A wave function is an infinite dimensional vector space, how can it "live" in $\mathbb{R}^3$?
Given the equation that is built like: $$\Psi (x,t) = \sum ^{\infty} _{n=1} c_n \psi _n (x) e^{-i E_n t / \hbar}$$
How does one "excite" a quantum particle in the lab? The excited states simply give a different probability distribution for the particle?
For the infinite square well, the wave function in excited state $n$ has exactly $n$ bases, all of which are non zero? If a particle is in its ground state, does that mean that all other bases must be zero? making the wave function dependent only on one basis?
Best Answer
Let's go step by step:
1) A particle (or a system in general) can be found in a given state $|\psi\rangle$, which mathematically is defined as a vector of an Hilbert state $\mathcal{H}$. This is to ensure that the concept of scalar product (necessary to define ortonormal basis) and norm (necessary to define the probability amplitude) are well defined.

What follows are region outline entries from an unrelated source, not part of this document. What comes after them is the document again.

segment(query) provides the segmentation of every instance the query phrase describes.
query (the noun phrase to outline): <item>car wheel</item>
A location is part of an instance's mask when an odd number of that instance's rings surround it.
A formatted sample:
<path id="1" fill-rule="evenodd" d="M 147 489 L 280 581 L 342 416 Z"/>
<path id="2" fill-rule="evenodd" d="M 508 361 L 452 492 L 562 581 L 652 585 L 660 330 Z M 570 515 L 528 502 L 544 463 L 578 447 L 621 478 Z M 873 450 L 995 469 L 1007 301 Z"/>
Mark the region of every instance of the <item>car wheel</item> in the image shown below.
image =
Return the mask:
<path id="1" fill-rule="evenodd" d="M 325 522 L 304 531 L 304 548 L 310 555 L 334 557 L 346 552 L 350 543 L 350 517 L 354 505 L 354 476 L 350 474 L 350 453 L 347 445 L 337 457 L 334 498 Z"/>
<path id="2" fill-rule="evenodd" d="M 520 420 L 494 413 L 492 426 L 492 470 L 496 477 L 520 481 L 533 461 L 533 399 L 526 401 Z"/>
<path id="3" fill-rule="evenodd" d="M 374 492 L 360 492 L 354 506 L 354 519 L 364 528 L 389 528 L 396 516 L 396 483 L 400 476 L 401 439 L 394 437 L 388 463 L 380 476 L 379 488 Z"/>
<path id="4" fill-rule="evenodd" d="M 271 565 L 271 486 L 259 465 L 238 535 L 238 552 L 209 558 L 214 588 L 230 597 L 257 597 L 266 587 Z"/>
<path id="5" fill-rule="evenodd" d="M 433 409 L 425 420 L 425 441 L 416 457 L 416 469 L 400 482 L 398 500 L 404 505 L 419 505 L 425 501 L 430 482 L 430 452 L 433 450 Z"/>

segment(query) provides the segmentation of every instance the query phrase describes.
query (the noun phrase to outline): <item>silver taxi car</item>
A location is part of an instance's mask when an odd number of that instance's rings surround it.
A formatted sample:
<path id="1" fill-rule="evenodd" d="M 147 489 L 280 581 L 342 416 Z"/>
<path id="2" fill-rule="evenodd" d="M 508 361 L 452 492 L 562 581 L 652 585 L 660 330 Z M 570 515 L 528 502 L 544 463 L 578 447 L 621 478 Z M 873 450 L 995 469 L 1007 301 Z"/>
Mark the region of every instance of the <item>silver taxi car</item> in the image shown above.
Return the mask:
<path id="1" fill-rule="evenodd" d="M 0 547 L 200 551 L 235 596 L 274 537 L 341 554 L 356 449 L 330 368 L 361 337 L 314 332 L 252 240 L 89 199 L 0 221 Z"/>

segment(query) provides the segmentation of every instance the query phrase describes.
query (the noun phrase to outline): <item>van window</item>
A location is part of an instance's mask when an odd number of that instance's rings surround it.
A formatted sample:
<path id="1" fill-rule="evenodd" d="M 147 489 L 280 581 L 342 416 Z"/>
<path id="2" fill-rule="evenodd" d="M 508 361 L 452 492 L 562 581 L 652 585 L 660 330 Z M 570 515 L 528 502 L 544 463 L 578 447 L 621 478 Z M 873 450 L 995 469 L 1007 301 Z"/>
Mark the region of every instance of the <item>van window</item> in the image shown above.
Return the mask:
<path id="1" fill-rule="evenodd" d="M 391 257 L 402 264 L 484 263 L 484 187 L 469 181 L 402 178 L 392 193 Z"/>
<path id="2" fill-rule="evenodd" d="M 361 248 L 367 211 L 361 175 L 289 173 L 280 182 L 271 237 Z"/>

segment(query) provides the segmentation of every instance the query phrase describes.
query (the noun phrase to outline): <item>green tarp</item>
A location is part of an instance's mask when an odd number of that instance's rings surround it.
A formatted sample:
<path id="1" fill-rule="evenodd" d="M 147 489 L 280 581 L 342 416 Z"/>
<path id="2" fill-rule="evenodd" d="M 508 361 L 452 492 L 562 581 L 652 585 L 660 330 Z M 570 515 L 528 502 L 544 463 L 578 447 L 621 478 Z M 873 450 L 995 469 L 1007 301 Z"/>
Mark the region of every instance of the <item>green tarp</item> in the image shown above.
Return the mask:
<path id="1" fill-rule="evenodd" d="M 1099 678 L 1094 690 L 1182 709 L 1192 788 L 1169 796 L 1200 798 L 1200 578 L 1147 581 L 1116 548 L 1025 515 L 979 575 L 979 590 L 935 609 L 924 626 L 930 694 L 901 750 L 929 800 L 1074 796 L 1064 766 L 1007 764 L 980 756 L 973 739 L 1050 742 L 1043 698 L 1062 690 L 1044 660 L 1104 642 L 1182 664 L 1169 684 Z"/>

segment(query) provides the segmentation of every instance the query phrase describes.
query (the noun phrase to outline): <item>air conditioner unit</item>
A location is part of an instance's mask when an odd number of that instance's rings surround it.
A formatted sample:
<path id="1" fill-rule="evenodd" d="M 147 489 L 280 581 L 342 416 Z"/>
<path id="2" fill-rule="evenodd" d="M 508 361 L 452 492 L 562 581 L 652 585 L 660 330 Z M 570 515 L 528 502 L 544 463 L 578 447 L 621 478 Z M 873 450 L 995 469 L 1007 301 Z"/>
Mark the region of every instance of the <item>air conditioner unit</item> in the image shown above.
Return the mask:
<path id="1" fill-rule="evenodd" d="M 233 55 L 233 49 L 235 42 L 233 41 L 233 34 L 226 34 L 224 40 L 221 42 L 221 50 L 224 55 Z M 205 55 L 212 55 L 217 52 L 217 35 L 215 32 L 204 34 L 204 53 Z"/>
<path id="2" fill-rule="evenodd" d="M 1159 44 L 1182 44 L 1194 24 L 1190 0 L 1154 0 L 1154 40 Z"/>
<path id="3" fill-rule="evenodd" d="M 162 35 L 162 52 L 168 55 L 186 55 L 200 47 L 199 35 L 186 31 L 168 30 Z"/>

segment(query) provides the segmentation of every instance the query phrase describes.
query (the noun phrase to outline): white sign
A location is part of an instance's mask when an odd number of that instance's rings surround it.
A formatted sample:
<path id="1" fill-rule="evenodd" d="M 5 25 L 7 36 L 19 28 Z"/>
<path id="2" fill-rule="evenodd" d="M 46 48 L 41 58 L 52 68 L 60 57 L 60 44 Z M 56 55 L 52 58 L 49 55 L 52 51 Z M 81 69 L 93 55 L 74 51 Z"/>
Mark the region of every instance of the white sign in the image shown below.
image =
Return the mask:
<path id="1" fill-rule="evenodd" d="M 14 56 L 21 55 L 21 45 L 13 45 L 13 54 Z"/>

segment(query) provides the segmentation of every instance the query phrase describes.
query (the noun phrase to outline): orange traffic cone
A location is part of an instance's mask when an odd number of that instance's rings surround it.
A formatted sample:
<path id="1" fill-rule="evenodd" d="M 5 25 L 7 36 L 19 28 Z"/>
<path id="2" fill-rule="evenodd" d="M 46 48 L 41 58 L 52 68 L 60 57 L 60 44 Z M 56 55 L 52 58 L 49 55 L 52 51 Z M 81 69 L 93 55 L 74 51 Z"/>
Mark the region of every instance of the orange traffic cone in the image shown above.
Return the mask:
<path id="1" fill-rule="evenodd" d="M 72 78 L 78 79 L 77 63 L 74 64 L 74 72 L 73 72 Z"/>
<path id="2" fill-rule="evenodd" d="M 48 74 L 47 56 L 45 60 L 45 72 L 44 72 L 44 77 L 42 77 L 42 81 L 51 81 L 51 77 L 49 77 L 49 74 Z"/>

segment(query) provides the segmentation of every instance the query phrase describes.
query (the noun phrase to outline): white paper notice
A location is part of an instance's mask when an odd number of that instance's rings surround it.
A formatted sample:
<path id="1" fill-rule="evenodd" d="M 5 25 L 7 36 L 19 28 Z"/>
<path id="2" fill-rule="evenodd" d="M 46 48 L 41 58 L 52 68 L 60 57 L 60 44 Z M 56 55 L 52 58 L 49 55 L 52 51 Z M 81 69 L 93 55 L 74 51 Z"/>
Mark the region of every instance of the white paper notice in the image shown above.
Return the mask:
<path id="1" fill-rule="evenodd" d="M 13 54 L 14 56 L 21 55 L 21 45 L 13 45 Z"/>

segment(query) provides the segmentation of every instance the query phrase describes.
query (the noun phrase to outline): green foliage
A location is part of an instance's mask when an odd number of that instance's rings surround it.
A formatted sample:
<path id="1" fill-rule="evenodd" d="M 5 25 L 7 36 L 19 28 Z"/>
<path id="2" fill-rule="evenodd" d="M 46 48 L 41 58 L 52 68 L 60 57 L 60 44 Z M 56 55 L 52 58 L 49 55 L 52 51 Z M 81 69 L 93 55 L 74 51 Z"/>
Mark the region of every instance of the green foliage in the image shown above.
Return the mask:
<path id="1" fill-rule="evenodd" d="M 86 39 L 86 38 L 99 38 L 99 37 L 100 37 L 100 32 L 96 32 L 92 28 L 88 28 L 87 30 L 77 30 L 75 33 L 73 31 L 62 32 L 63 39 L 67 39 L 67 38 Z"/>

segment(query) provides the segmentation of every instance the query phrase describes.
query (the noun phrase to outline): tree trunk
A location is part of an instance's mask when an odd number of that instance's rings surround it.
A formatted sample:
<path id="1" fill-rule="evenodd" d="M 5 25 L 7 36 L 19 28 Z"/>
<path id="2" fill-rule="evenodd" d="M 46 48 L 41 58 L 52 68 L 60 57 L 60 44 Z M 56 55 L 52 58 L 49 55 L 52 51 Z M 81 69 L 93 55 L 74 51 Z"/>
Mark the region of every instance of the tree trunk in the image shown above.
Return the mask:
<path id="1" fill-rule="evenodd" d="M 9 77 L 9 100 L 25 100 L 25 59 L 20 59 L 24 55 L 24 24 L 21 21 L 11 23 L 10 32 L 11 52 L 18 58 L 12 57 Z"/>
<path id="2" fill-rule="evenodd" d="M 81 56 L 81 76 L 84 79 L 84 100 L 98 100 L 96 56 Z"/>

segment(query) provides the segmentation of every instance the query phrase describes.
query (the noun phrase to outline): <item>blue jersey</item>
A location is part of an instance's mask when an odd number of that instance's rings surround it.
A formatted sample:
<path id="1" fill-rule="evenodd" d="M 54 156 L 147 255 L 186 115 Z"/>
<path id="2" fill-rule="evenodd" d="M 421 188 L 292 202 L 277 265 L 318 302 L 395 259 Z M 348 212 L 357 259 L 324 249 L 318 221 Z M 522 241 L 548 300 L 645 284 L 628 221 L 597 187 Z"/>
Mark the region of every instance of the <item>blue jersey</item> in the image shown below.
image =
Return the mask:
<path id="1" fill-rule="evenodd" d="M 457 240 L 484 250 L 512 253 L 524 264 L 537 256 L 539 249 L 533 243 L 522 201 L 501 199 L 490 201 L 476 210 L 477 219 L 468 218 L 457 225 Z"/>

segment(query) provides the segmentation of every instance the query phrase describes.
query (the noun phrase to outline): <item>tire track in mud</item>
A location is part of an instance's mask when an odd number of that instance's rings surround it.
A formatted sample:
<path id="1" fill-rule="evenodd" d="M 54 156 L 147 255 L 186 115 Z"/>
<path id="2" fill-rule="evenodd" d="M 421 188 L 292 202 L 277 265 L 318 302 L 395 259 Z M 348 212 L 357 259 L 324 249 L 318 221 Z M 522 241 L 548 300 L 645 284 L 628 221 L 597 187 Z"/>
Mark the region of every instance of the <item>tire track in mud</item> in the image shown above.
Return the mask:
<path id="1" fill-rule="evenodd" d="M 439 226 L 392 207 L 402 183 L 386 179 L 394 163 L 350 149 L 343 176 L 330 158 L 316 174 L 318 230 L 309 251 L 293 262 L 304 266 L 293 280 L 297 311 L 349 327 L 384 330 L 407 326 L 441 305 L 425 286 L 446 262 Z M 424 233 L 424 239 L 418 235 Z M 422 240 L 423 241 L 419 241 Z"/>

When you then decide to expand your wavefunction on the position basis you get something like: $$ |\psi\rangle = \mathbb{1}|\psi\rangle = \int dr |r\rangle\langle r|\psi\rangle = \int dr\, \Psi(r)|r\rangle $$
where I defined $\Psi(r): \mathbb{R}^3\rightarrow\mathbb{C}$ as the wavefunction of the state $|\psi\rangle$ represented at the position $r$. If you want your wavefunction at position $x$, all you have to do is multiply by $\langle x|$ the above expression: $$ \langle x|\psi\rangle = \int dr \,\Psi(r)\langle x|r\rangle = \int dr \,\Psi(r)\delta(x-r) = \Psi(x) $$
and there you go.
2) Suppose now that you want to perform a measurement to characterize your system. Mathematically an operator $\hat O$ is associated to the measurement process, which you suppose has a complete orthonormal set of eigenvalues $\{|\psi_n\rangle \}_{n=0}^\infty$. You can then expand the wavefunction associated to your system as in the formula you provided. Now, since you choose a set of basis functions, what specifies the wavefunction is the coefficients $c_n$ of the expansion. Therefore, if you perturbe the system, your wavefunction will have another set of coefficients $c'_n$ onto the same basis. Since the probability amplitude is defined as the square modulus of the wavefunction, you'll get (exercise!) $$ |\Psi(x,t)|^2 = \sum_n |c_n|^2 $$ therefore a different set of coefficients will give you a different probability distribution.
3) If you are in the ground state of the system, the result of the measurement will be $$ \hat O|\psi\rangle = |\psi_0\rangle $$ every time you perform the measurement (see the Von Neumann's postulate). This means that in the coefficient expansion only $|c_0|=1$, while or the other coefficients are zero. It's really wrong to say that the basis terms must be zero, the basis is just the basis and it's associated to the measurement operator, it's the coefficients that matter for the wavefunction. Also "making the wavefunction depend on one basis" doesn't make much sense. Of course the representation of the wavefunction depends on the basis of choice, but you choose the basis with respect to the measurement you want to perform on it, i.e. with respect to the operator you're considering.